0180102 04:00:29.715706404,169.10,100
20180102 04:00:29.715715627,169.10,100
20180102 05:08:29.025299624,169.12,100
20180102 05:08:29.025906589,169.10,214
20180102 05:08:29.327113252,169.10,200
20180102 05:09:08.350939314,169.00,100
20180102 05:09:11.532817015,169.00,474
20180102 06:06:55.373584329,169.34,200
20180102 06:07:06.993081961,169.34,100
20180102 06:07:08.153291898,169.34,100
20180102 06:07:20.081524768,169.34,364
20180102 06:07:22.838656715,169.34,200
20180102 06:07:24.561360031,169.34,100
20180102 06:07:37.774385969,169.34,100
20180102 06:07:39.305219107,169.34,200

I have a time stamp, a price and a size.

The above code can partition it into windows of roughly the same size:

Trade(0,1514865629715,2018-01-02T04:00:29.715706404,169.1,514)
Trade(0,1514869709327,2018-01-02T05:08:29.327113252,169.1,774)
Trade(0,1514873215373,2018-01-02T06:06:55.373584329,169.34,300)
Trade(0,1514873228153,2018-01-02T06:07:08.153291898,169.34,464)
Trade(0,1514873242838,2018-01-02T06:07:22.838656715,169.34,600)
Trade(0,1514873294898,2018-01-02T06:08:14.898397117,169.34,500)
Trade(0,1514873299492,2018-01-02T06:08:19.492589659,169.34,400)
Trade(0,1514873332251,2018-01-02T06:08:52.251339070,169.34,500)
Trade(0,1514873337928,2018-01-02T06:08:57.928680090,169.34,1000)
Trade(0,1514873338078,2018-01-02T06:08:58.078221995,169.34,1000)

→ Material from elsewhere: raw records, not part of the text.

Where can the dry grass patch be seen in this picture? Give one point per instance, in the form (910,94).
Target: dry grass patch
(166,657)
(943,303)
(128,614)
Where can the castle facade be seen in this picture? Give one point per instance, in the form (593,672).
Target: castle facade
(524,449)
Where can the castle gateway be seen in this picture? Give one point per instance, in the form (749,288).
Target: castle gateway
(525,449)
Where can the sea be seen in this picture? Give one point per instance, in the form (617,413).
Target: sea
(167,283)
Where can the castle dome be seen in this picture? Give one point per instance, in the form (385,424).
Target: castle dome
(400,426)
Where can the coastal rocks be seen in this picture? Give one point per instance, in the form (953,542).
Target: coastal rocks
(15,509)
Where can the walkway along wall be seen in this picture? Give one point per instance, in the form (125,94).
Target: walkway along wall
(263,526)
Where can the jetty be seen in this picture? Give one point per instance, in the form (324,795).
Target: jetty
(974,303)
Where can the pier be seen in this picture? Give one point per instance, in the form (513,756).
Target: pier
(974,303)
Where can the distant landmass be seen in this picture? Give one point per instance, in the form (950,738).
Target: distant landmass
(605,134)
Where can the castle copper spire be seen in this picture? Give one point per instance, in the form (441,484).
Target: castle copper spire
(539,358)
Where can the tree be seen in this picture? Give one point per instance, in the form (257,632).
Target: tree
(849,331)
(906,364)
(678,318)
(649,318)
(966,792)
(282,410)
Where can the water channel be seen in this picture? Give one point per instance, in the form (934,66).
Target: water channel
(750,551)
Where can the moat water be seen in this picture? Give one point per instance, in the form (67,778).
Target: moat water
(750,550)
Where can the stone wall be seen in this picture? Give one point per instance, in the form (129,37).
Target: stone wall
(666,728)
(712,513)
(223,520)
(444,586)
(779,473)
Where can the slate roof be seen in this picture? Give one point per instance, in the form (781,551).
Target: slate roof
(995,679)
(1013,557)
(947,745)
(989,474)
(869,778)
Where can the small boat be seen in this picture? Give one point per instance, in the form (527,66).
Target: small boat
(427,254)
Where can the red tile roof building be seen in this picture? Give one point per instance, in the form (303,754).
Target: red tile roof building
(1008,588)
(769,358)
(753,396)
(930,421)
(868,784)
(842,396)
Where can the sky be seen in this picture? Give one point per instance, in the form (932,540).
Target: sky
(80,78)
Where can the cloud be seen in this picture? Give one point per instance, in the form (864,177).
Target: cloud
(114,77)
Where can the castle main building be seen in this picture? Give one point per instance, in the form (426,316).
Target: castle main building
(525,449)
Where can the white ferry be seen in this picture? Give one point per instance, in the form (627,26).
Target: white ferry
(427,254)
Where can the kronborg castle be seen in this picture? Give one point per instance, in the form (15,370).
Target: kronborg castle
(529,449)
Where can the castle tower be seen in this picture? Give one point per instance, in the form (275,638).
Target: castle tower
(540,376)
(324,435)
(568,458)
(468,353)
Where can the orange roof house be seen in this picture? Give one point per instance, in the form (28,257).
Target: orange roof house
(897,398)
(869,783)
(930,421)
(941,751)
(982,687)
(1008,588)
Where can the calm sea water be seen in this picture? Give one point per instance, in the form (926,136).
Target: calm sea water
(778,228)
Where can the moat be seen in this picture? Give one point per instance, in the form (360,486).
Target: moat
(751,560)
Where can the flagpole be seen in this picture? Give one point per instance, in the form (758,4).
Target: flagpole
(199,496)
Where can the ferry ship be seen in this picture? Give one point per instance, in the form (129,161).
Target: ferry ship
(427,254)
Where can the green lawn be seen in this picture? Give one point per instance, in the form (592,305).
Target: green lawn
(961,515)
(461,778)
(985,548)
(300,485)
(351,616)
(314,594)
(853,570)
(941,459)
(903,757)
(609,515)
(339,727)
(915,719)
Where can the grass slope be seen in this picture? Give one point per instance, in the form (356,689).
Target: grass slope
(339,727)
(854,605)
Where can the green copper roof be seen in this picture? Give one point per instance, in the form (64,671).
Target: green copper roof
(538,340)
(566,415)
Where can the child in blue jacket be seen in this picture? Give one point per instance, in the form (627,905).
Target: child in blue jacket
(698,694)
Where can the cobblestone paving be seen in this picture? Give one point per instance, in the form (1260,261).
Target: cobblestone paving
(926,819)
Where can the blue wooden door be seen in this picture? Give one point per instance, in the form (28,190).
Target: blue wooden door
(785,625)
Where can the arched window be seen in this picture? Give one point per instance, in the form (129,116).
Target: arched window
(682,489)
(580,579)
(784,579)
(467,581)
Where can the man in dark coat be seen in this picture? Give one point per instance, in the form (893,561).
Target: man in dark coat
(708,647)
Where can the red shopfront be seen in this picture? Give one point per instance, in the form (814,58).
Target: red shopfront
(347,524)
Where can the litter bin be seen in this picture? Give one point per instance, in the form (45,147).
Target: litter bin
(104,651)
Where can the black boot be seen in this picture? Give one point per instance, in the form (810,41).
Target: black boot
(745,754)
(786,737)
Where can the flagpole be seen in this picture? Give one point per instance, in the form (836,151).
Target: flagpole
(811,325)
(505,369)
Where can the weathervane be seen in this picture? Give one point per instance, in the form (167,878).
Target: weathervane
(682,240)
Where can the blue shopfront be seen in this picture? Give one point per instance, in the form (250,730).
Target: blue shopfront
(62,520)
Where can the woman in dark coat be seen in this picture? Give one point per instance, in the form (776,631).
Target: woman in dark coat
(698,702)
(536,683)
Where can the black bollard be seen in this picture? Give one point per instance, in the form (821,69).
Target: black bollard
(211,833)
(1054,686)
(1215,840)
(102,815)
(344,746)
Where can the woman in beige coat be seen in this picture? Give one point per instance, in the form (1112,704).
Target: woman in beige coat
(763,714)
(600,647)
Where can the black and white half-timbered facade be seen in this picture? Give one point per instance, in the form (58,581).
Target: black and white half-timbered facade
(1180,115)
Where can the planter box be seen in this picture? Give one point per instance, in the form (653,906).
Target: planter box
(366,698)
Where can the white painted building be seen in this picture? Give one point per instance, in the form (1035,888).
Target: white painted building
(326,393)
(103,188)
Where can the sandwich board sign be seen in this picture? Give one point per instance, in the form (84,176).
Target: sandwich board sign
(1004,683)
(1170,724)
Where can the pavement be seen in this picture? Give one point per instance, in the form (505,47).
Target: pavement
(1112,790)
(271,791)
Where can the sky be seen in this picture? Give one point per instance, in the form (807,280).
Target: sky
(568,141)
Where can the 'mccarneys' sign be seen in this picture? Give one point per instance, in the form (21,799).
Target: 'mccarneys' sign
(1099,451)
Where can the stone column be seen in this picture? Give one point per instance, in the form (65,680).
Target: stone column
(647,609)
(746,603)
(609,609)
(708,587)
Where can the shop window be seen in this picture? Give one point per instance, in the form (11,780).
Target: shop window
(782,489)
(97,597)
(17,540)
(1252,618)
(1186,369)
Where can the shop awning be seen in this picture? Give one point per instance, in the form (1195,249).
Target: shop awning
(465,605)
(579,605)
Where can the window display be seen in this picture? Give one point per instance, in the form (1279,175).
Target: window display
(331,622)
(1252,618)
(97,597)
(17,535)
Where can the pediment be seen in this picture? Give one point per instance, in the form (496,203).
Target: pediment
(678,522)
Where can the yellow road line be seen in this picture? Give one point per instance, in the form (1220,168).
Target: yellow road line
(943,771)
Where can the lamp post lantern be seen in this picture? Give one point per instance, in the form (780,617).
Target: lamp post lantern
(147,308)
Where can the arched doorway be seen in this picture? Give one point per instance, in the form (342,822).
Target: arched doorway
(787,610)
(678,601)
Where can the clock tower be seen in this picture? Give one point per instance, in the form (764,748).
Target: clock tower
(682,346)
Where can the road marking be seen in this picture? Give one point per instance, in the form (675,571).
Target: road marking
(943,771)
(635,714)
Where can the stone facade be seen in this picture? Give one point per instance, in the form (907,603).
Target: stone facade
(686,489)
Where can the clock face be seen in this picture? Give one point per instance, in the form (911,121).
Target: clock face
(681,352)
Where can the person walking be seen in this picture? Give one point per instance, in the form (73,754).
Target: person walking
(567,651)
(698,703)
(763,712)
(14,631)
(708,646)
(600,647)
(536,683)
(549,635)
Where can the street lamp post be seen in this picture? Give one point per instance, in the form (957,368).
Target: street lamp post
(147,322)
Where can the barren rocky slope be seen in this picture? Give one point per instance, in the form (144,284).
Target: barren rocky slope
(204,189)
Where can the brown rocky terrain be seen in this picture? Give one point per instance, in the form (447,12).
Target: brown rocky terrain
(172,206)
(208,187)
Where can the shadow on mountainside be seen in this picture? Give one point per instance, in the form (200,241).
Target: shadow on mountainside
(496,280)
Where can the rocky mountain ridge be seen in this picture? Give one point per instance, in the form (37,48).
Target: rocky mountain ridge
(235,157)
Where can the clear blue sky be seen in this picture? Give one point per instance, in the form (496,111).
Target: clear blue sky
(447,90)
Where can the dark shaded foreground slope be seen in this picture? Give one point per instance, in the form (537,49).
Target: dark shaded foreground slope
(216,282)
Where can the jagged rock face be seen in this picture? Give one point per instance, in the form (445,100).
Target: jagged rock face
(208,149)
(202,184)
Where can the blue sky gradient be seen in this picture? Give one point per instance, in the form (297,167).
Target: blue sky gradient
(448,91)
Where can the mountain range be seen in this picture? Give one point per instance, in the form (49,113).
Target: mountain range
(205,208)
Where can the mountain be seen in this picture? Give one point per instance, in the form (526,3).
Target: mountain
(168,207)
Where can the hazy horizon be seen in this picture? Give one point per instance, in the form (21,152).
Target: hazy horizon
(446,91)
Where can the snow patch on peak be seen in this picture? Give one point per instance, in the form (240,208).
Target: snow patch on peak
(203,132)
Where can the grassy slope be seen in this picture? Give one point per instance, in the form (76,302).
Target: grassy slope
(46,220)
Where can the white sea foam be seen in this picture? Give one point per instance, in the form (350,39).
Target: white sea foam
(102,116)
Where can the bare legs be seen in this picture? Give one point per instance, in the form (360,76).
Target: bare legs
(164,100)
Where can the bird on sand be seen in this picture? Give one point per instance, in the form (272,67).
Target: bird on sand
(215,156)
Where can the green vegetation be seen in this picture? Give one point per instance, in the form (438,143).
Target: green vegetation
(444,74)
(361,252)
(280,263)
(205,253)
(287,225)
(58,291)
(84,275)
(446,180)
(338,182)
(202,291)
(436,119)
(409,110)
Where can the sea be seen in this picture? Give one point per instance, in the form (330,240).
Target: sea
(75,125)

Now I like to partition the data so that the volume is exactly matching the trigger value. For this I would need to change the data slightly by splitting a trade at the end of an interval into two parts, one that belongs to the actual window being fired, and the remaining volume that is above the trigger value, has to be assigned to the next window.

Can that be handled with some custom aggregation function? It would need to know the results from the previous window(s) though and I was not able to find out how to do that.

Any ideas from Apache Flink experts how to handle that case?

Adding an evictor does not work as it only purges some elements at the beginning.

I hope the change from Spark Structured Streaming to Flink was a good choice, as I have later even more complicated situations to handle.

2
This is an intriguing question that I definitely think is doable, but you may end up needing to use a ProcessFunction and perhaps emit some side output (though not sure). Going to think on it! - Joshua DeWald
I found a working example using Flink stream connect and a custom CoProcessFunction. The implementation is a bit tricky as I have to handle all kinds of different cases, at least it is working. - Daniel

2 Answers

1
votes

Since your key is the same for all records, you may not require a window in this case. Please refer to this page in Flink's documentation https://ci.apache.org/projects/flink/flink-docs-release-1.4/dev/stream/state/state.html#using-managed-keyed-state. It has a CountWindowAverage class where in the aggregation of a value from each record in a stream is done using a State Variable. You can implement this and send the output whenever the state variable reaches your trigger volume and reset the value of the state variable with the remaining volume.

-1
votes

A simple approach (though not super-efficient) would be to put a FlatMapFunction ahead of your windowing flow. If it's keyed the same way, then you can use ValueState to track total volume, and emit two records (the split) when it hits your limit.